Il 27 gennaio del 1945 l’Armata Rossa dell’Unione Sovietica entrava nel campo di sterminio tedesco di Auschwitz Birkenau in Polonia e svelava al mondo gli orrori del nazifascismo
La pandemia di Covid-19 non ha fermato le celebrazioni del Giorno della Memoria, la giornata internazionale del ricordo del genocidio degli ebrei e degli orrori del nazifascimo. Quest’anno è stata Rimini la capitale italiana delle iniziative per commemorare le vittime delle persecuzioni, dei rastrellamenti, della pulizia etnica e dei crimini contro l’umanità compiuti dalle truppe della Germania nazista di Adolf Hitler.
Al Quirinale si è tenuta una cerimonia alla presenza del presidente della Repubblica, Sergio Mattarella, con la partecipazione della Ministra dell’Istruzione, Lucia Azzolina, la Presidente dell’Ucei (Unione delle Comunità Ebraiche Italiane), Noemi Di Segni e Sami Modiano, sopravvissuto all’Olocausto.
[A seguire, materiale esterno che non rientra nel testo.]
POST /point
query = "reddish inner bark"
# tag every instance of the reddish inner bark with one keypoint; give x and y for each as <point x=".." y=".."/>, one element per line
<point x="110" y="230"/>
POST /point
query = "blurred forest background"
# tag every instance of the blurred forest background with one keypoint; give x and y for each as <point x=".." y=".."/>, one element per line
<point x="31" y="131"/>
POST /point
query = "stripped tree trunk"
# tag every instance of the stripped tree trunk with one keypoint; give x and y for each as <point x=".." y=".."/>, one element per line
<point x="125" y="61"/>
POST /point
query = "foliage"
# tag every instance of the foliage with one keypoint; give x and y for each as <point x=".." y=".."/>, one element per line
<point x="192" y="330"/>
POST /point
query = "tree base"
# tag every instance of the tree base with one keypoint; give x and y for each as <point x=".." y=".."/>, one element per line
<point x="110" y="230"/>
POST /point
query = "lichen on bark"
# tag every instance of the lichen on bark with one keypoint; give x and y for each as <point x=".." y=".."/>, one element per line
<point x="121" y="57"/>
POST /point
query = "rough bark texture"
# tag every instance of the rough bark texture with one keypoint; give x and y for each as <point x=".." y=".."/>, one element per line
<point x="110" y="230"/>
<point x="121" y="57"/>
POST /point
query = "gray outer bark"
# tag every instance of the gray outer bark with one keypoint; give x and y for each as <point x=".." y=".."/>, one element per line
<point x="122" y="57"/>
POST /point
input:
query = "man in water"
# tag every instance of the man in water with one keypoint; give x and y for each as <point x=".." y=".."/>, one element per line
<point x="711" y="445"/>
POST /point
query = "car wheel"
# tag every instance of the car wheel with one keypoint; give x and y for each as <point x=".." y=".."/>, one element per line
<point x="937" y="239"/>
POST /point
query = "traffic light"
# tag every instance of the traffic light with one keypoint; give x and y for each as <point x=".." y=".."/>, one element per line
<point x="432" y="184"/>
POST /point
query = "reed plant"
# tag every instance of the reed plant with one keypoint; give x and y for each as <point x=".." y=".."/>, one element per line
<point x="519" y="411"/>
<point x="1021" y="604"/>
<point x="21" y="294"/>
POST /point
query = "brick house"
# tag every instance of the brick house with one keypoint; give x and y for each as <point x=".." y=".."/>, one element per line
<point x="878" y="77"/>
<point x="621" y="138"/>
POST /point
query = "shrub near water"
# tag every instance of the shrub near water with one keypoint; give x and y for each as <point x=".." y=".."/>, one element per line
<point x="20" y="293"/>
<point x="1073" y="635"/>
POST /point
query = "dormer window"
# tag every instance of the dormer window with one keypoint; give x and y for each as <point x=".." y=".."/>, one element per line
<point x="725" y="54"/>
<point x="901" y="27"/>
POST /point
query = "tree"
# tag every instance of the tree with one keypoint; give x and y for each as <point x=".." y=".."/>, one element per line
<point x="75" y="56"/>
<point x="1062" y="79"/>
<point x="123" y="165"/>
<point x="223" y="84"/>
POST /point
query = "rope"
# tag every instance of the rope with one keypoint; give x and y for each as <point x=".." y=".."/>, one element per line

A sua volta l’Associazione Nazionale Partigiani Italiani (ANPI) ha promosso iniziative di ricordo e sensibilizzazione nelle scuole di tutta Italia.
La liberazione di Auschwitz
Durante la controffensiva sovietica in Polonia, che portò alla ritirata dell’esercito nazista e alla vittoria su Berlino il 9 maggio 1945, l’esercito dell’Armata Rossa guidata dal generale Georgy Konstantinovich Zhukov entrò nel campo di concentramento e sterminio e liberò i prigionieri. L’ingresso delle truppe sovietiche svelò per la prima volta al mondo gli orrori compiuti dalle forze nazifasciste, rivelando l’esistenza dei campi di morte in cui erano rinchiusi ebrei, rom, slavi, testimoni di Geova, comunisti e omosessuali, destinati ai lavori forzati o alla “liquidazione”.
Nei piani nazisti di supremazia razziale era infatti contemplata la soluzione finale, ovvero il genocidio del popolo ebraico.
Cittadini di tutta l’Europa, non solo ebrei, patirono nei lager costruiti fra Germania e Polonia e deportati da tutti gli stati occupati dall’esercito nazista. La più celebre testimonianza dell’orrore di Awschwitz in Italia è stata resa dallo scrittore Primo Levi, deportato e detenuto nel campo per diversi anni sino alla liberazione dell’esercito dell’URSS, nel suo celebre romanzo “Se Questo è un Uomo”.
Nei campi di sterminio morirono sei milioni di ebrei. I loro corpi finivano nelle fosse comuni oppure venivano bruciati nei forni crematori. Le vittime della II Guerra Mondiale furono complessivamente 52 milioni. A pagare il maggiore tributo di sangue furono i cittadini sovietici, che costituiscono circa la metà delle vittime totali, tra cui 8 milioni di soldati e 17 milioni di civili uccisi dai nazisti, dai loro alleati e dai collaborazionisti durante l’operazione Barbarossa.